There are a few names that come to mind when thinking about products that are available for purchase in the VR market: Samsung, Facebook (Oculus), HTC, and Playstation. A plethora of new products from these marquee names —  and products from new companies entering the market —  are opening the category for a new customer segment.

For the past few years, the market effectively had two segments. The first was a “mass market” segment with notorious devices such as the Google Cardboard and the Samsung Gear, which typically sold for under $100 and offered severely constrained experiences to consumers.
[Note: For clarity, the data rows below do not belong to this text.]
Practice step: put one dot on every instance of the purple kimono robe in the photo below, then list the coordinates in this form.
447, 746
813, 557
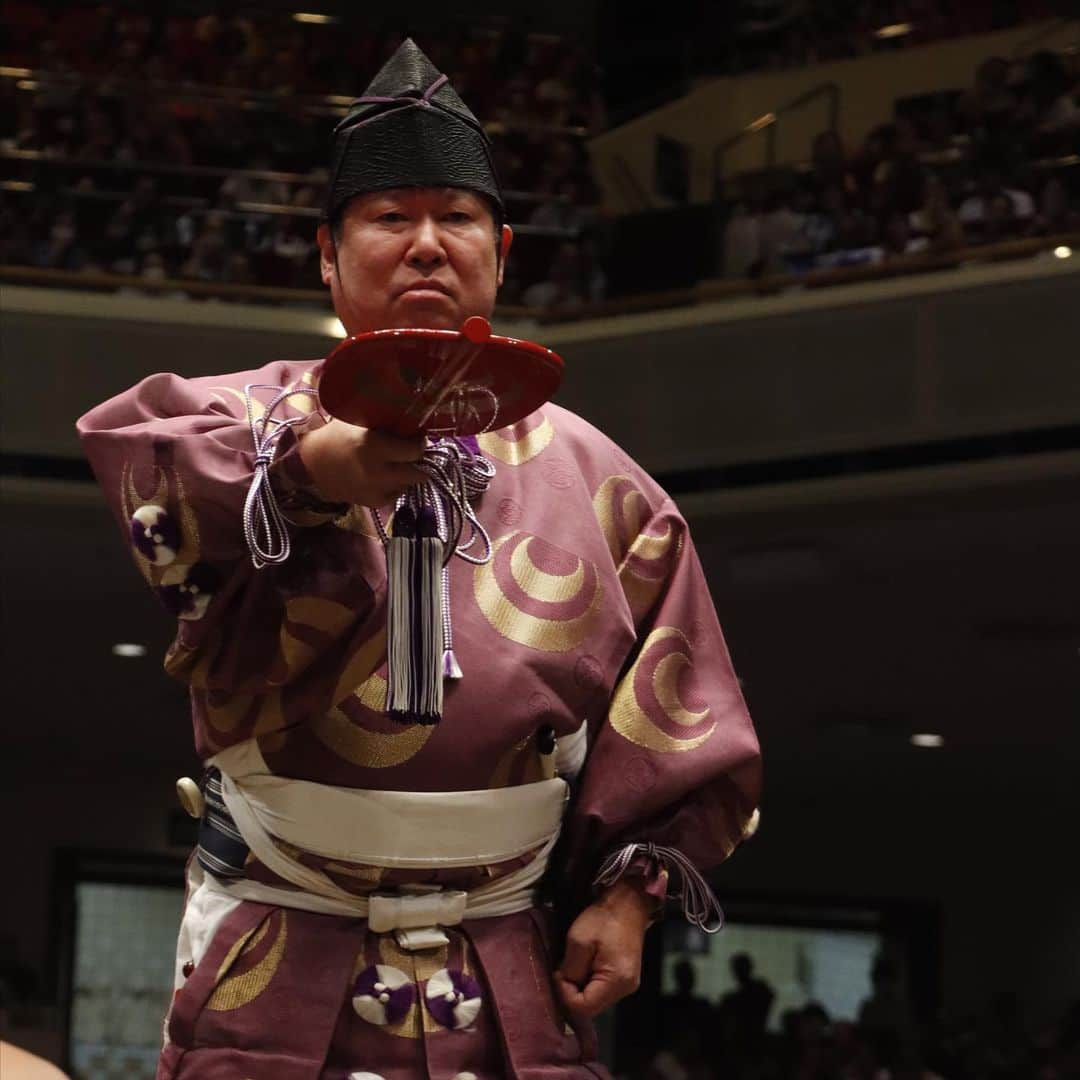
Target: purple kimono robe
593, 609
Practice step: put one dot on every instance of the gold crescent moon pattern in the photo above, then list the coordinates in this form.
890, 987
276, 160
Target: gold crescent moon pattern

The second segment was a “pro market” with a few notable devices, such as the HTC Vive, that required absurdly powerful computing rigs to operate, but offered consumers more compelling, immersive experiences.

It’s possible that this new emerging segment will dramatically open up the total addressable VR market. This “premium” market segment offers product alternatives that are somewhat more expensive than the mass market, but are significantly differentiated in the potential experiences that can be offered (and with much less friction than the “pro market”).

The Oculus Go, the Xiaomi Mi VR, and the Lenovo Solo are the most notable products in this segment. They are the fastest growing devices in this segment, and represent a new wave of products that will continue to roll out. This segment could be the tipping point for when we move from the early adopters to the early majority in the VR product adoption curve.

A number of other products have also been released throughout 2018 that fall into this category, such as Lenovo’s Mirage Solo and Xiaomi’s Mi VR. Even more so, Oculus recently announced that  they’ll be shipping a new headset called Quest this spring, which will sell for $399 and will be the most powerful example of a premium device to date. The all-in price range of ~$200–400 places these devices in a segment consumers are already conditioned to pay (think iPad’s, gaming consoles, etc.), and they offer differentiated experiences primarily attributed to the fact that they are standalone devices.